Re: FTL transmission?

From: Dan McGuirk (mcguirk@incompleteness.net)
Date: Thu Jun 01 2000 - 02:30:40 MDT


[Non-member submission]

Brian Atkins <brian@posthuman.com> writes:

> Anyway, what you are describing is not the kind of paradox people keep
> going on about. It seems like whenever talk of FTL communications comes
> up, people start spouting off about the future, the past, paradoxes, etc.
> Just seems silly to me.

The reason is that when you have FTL communication, you can reverse
the order of cause and effect.

An "event" in special relativity specifies a position and a time.
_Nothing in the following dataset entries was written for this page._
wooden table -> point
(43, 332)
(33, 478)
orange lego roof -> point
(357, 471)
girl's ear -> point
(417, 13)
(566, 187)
The
interval between two events A and B is called "timelike" if you can
get from A to B going slower than the speed of light; "spacelike" if
you would have to go faster than the speed of light; and "lightlike"
if you would have to go at exactly the speed of light.

For timelike and lightlike intervals, absolute ordering is preserved in all
reference frames; that is, if A happens before B in one frame, A will
happen before B in all frames.

For spacelike intervals, that is not the case. One person may see A
happening before B; another person zipping by in a spaceship going
another direction might see B happen before A.

Now if you can travel from A to B, or even transmit information from A
to B, and A and B are spacelike-separated, you have a problem. Send a
signal from A to B, and some observers will see people at B receiving
the signal (and acting on it) _before_ it was sent.

The book _Spacetime Physics_ by Taylor and Wheeler is probably a
pretty good introduction to this stuff.

I think the experiment is just some kind of phase vs. group velocity
confusion. In a wave packet, individual Fourier components can travel
faster than c (phase velocities), but they don't transmit any information.
The whole packet has to travel at or below c (group velocity).

--
Dan McGuirk    mcguirk@incompleteness.net
Hang on, but I know that you're gonna lose the fight.